The results confirm earlier findings that none of the patients suffered adverse effects, but also showed that all the patients had responded to treatment, suggesting NGF had been taken up by the brain cells. Degenerating neurons showed signs of axonal sprouting (an indication of neuronal repair and recovery) in all ten of the Alzheimer's disease brains studied. This was true even in brains that had been given the gene therapy ten years previously.

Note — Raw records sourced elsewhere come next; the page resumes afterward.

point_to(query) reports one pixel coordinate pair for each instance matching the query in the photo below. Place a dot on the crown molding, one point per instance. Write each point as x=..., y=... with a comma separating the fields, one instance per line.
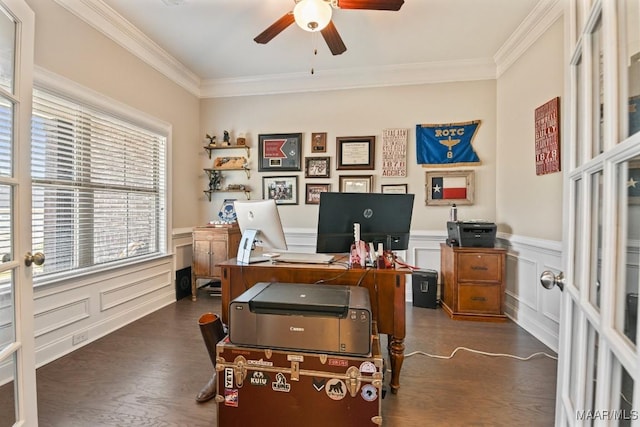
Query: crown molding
x=543, y=15
x=100, y=16
x=352, y=78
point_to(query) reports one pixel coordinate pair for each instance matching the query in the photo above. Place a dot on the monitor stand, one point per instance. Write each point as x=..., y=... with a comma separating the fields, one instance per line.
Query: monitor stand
x=248, y=252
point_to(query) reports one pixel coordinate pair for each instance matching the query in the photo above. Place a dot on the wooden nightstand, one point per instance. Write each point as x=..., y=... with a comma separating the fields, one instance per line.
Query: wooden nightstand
x=212, y=245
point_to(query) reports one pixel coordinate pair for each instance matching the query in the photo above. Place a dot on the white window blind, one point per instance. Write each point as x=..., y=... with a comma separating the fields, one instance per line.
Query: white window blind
x=98, y=186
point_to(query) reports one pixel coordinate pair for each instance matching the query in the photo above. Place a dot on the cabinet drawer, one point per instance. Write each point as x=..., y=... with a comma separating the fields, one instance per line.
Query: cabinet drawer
x=208, y=236
x=480, y=298
x=482, y=267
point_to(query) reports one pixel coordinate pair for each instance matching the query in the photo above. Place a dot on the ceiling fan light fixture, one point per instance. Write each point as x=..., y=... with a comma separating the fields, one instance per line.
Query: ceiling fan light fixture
x=312, y=15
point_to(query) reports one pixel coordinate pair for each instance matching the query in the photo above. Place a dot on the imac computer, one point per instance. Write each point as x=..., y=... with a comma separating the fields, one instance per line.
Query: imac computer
x=261, y=229
x=263, y=237
x=383, y=218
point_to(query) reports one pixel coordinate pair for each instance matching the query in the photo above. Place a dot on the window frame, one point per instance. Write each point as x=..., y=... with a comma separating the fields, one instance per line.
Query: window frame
x=65, y=88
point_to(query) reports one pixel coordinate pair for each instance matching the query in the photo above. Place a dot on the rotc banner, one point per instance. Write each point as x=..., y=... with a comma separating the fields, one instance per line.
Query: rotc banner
x=447, y=144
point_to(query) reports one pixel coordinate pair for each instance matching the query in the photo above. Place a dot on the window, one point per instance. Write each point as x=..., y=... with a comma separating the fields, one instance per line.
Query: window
x=98, y=192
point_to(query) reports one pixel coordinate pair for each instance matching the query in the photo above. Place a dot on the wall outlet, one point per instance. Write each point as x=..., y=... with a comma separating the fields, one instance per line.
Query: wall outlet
x=80, y=337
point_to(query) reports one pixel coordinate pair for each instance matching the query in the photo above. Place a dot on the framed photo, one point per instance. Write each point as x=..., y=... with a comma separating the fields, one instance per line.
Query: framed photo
x=313, y=193
x=319, y=142
x=317, y=167
x=355, y=152
x=279, y=152
x=394, y=188
x=633, y=182
x=282, y=189
x=448, y=187
x=356, y=183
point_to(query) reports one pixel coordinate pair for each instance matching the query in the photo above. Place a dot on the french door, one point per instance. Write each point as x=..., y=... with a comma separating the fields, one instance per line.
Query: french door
x=599, y=361
x=17, y=359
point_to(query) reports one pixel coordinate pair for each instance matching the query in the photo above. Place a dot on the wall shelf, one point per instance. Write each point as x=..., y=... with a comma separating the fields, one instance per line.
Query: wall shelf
x=210, y=170
x=246, y=191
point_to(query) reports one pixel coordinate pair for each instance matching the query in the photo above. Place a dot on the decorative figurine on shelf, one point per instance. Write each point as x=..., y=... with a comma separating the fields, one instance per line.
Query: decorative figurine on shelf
x=212, y=140
x=227, y=212
x=215, y=183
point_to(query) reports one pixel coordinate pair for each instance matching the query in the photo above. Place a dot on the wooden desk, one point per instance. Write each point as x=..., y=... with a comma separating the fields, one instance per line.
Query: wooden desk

'All of the Alzheimer's disease brains showed anatomical evidence of a growth response to the growth factor,' said the principal investigator, Professor Mark Tuszynski, of the UC San Diego Translational Neuroscience Institute and the VA Medical Center, San Diego. 'This means that growth factors as a class consistently result in activation of dying cells in human neurodegenerative disorders.'

Eight of the patients in the study had ex-vivo gene therapy, where a skin biopsy was taken from each patient and genetically modified so that the cells expressed NGF, before being injected directly into the brains of the patients.

The remaining two patients had in-vivo therapy, where a modified virus carrying NGF was injected into the brain, where it altered the cells so that they too expressed NGF. Both strategies involved injections straight into the brain because NGF is too big to cross the blood-brain barrier; an injection elsewhere in the body would not have affected the brain.

Phase II trials testing the efficacy of the treatment are currently ongoing, and results from these trials will be crucial. It remains to be seen whether the effects seen in the brain have any effect on disease symptoms such as memory loss and mental function.

Results of the study were published in JAMA Neurology.